Auf dem Balkan und in Italien meuterten die Truppen, am 21. Oktober konstituierten sich in Wien die deutschsprachigen Mitglieder des cisleithanischen Abgeordnetenhauses als "Provisorische Nationalversammlung für Deutsch-Österreich", am 24. Oktober kam es in Budapest zu Demonstrationen und Zusammenstößen, am 28. Oktober wurde die tschechoslowakische Republik ausgerufen, einen Tag später proklamierte der Landtag in Agram die Trennung Kroatiens von der Monarchie, am 1. November ließ sich der von Kaiser Karl am Vortag ernannte ungarische Ministerpräsident Graf Károly von seinem Amtseid an den Kaiser entbinden, die ungarischen Truppen waren bereits von der Front abgerufen worden. Am 3. November 1918 unterwarf sich Österreich den Waffenstillstandsbedingungen der Entente, der Waffenstillstand trat am nächsten Tag in Kraft. Am 11. November unterschrieb Kaiser Karl seinen Verzicht "auf jeden Anteil an den Staatsgeschäften" und zog sich aus Schönbrunn nach Eckartsau im Marchfeld zurück. Am 12. November wurde in Wien die Republik ausgerufen.
Vielfach waren es die Vertreter der politischen Elite der Monarchie, die nun die republikanisch-demokratische Entwicklung einleiteten. Der Übergang vollzog sich in der Regel friedlich, revolutionäre Kämpfe gab es nur in Budapest, wo sich eine Räteregierung durchsetzte. Karls "Völkermanifest" erleichterte die geordnete Übernahme der Verwaltung durch die neuen Staaten. Er selbst hielt weiterhin an seinen Souveränitätsrechten fest, in der Hoffnung auf eine Restauration, und dankte nicht ab. Er musste daher das Land verlassen und ging im März 1919 unter britischem Schutz mit seiner Familie in die Schweiz ins Exil. Im selben Jahr versuchte er noch zweimal, die Monarchie in Ungarn mit Hilfe loyaler Kreise und königstreuem Militär zu restaurieren. Der zweite Versuch führte zur Internierung im Kloster Tihany.

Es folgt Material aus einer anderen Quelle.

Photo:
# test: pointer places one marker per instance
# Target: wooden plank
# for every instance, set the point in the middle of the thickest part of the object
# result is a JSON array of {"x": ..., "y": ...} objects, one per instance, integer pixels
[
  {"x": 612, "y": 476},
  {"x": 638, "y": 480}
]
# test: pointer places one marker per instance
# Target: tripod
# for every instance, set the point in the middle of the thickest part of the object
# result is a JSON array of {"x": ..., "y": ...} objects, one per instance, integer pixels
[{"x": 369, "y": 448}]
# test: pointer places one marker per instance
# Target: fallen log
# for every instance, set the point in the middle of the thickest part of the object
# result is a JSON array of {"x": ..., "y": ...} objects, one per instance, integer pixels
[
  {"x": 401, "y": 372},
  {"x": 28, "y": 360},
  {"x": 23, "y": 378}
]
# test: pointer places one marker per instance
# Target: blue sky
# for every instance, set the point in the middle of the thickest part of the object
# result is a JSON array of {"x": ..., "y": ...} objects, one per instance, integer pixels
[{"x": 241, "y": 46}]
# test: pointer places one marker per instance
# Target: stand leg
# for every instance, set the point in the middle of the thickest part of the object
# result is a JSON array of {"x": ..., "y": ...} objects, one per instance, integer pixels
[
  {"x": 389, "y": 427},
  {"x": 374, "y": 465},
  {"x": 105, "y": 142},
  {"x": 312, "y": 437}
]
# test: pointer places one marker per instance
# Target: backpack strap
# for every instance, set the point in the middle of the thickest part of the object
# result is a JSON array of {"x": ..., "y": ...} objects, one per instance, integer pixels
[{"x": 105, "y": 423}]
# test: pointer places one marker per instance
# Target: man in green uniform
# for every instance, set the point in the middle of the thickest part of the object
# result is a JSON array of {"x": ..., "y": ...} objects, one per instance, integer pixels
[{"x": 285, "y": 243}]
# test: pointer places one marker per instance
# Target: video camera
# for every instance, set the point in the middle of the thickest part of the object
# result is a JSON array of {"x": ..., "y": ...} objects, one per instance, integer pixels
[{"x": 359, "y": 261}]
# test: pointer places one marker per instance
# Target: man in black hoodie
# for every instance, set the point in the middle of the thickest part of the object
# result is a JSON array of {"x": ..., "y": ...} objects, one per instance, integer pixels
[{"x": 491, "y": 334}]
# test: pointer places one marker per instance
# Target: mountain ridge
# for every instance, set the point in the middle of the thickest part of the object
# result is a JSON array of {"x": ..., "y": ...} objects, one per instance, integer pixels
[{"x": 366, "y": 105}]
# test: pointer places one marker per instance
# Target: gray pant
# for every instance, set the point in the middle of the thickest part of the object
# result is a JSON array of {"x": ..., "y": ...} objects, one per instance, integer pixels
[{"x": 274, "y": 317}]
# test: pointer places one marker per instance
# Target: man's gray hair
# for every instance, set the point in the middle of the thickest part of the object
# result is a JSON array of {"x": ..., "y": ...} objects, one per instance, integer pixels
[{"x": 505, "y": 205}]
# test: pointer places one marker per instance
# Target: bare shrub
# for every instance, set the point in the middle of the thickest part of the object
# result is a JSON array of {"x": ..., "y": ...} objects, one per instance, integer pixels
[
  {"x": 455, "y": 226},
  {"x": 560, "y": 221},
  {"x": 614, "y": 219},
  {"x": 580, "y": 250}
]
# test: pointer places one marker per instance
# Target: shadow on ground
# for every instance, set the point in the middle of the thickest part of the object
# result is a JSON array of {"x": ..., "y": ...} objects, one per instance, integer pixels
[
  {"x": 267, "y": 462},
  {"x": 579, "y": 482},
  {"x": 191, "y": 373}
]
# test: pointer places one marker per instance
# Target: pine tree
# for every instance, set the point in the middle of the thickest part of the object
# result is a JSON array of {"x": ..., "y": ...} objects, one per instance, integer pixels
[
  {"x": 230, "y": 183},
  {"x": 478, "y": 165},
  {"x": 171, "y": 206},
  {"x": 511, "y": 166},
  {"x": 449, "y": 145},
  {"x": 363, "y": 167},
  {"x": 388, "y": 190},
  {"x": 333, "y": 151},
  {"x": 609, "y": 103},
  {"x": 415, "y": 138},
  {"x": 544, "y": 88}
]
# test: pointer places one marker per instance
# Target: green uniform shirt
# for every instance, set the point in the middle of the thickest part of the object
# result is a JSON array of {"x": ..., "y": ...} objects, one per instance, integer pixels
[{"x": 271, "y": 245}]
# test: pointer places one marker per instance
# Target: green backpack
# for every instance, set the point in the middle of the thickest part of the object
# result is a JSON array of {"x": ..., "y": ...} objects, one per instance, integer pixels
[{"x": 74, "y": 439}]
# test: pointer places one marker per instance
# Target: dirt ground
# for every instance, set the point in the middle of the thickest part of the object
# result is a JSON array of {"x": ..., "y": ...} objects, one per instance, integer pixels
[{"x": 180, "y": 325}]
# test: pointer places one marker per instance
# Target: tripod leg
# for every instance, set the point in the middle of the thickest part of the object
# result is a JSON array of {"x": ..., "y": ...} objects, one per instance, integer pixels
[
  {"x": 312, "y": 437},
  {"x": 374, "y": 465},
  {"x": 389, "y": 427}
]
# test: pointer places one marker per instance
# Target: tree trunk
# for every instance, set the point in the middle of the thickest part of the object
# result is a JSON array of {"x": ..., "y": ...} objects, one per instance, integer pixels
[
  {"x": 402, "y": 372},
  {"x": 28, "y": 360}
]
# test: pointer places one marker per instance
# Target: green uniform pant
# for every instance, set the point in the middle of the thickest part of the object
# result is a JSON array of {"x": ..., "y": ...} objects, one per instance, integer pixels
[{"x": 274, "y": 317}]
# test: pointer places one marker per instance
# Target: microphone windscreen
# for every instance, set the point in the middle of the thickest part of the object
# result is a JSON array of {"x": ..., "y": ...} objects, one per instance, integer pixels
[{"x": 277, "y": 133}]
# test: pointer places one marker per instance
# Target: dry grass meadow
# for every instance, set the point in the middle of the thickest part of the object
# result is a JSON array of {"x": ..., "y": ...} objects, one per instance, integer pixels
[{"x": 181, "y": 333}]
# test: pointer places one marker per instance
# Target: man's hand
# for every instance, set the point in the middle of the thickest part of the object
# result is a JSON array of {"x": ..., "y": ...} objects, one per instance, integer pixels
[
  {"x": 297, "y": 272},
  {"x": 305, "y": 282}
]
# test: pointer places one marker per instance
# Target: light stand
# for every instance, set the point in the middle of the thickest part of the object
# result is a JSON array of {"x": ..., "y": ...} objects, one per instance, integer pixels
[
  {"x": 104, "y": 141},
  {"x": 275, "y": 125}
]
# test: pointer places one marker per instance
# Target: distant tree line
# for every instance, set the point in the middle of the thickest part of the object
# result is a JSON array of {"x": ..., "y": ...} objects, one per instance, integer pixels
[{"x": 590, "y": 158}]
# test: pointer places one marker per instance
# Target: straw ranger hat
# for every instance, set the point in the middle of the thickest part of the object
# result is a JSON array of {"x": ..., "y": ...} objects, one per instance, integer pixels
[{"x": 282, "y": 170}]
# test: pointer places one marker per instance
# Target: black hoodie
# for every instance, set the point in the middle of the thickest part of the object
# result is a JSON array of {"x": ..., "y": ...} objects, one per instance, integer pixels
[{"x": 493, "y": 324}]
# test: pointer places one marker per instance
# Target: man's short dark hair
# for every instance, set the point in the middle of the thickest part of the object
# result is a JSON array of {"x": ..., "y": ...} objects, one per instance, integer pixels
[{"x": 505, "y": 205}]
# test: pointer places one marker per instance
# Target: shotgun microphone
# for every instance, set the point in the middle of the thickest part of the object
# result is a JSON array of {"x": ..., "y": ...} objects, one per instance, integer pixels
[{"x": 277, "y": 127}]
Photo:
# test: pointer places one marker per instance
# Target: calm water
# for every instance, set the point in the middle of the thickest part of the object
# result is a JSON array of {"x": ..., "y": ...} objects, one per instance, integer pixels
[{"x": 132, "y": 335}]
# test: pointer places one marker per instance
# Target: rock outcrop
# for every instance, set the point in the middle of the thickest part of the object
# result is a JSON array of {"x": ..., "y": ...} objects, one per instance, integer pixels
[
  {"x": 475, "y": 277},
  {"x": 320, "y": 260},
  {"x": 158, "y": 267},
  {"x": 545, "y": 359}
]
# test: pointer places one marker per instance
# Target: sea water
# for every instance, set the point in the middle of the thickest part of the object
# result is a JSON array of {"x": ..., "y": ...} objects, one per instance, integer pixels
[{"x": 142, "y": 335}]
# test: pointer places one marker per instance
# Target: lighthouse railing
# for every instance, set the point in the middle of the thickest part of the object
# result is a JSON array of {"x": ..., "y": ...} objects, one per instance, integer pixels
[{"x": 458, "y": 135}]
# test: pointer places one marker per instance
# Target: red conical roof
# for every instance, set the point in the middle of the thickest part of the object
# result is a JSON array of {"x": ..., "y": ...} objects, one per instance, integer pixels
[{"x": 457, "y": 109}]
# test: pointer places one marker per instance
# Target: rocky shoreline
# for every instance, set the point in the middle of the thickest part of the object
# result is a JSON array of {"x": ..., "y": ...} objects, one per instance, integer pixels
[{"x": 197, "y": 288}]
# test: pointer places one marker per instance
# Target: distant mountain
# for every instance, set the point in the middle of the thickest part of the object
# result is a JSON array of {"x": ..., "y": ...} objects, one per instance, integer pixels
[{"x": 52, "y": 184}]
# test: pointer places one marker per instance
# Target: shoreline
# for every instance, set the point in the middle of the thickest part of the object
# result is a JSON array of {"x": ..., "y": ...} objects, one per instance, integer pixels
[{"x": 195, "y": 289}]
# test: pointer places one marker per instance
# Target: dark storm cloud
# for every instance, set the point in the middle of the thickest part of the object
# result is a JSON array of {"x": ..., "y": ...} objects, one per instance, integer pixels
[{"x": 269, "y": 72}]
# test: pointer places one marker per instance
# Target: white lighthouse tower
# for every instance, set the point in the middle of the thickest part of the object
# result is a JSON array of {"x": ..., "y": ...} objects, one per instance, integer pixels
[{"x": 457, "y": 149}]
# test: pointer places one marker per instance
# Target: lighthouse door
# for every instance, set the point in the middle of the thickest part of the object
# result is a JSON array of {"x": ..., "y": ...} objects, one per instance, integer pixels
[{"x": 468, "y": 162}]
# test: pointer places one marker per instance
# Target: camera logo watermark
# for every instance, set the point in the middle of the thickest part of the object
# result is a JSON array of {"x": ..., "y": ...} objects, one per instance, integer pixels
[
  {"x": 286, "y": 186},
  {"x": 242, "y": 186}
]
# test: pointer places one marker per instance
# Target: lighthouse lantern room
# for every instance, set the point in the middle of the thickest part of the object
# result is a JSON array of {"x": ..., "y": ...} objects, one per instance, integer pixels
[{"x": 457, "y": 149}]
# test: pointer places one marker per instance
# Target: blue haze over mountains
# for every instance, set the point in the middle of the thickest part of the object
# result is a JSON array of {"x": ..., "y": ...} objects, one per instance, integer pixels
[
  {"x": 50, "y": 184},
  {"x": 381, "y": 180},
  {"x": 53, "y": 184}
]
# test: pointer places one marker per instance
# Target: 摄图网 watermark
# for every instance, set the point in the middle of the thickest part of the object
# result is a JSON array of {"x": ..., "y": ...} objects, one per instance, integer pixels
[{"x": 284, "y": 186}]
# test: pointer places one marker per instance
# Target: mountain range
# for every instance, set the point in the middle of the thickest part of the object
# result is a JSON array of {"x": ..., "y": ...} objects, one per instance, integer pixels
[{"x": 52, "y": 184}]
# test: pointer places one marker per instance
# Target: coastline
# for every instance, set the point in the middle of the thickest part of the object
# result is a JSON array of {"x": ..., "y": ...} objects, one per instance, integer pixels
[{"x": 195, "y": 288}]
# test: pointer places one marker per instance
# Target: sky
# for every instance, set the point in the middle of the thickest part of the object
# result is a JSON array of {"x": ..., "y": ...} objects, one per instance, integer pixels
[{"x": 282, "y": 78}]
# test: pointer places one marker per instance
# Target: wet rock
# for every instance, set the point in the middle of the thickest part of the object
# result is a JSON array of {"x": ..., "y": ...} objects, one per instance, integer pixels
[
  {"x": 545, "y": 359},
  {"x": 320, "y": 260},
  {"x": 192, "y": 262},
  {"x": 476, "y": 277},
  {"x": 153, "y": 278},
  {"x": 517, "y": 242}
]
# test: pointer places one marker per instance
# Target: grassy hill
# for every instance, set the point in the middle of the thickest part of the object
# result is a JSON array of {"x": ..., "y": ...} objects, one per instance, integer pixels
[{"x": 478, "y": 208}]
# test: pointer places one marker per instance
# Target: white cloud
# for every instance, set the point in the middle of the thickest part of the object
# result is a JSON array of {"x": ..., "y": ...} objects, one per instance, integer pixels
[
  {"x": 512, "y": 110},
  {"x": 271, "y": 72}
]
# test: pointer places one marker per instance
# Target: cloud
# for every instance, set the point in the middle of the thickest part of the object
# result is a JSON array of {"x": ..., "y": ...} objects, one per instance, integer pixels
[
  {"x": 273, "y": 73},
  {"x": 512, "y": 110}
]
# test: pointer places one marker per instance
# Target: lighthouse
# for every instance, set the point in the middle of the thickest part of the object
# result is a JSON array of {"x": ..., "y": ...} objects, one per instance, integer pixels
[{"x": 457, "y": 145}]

Im November 1921 beschloss das ungarische Parlament ein Gesetz, mit dem die Herrscherrechte des Hauses Habsburg in Ungarn erloschen. Karl musste mit seiner Familie ins Exil nach Madeira gehen, wo er nur wenige Monate später, nicht einmal 35-jährig, an einer Grippe starb. Er hinterließ sieben Kinder im Alter von ein bis zehn Jahren, sein achtes Kind, Elisabeth Charlotte, wurde zwei Monate nach seinem Tod geboren. Seine junge Witwe Zita sollte ihn um fast 70 Jahre überleben. Sie lebte mit ihren Kindern zunächst in Spanien und später in Belgien. Die letzte Kaiserin von Österreich starb 1989 und wurde am 1. April in Wien beigesetzt.
Am 3. Oktober 2004 wurde Karl I. von Papst Johannes Paul II. selig gesprochen. Als Gedenktag wurde der 21. Oktober, sein Hochzeitstag, festgelegt.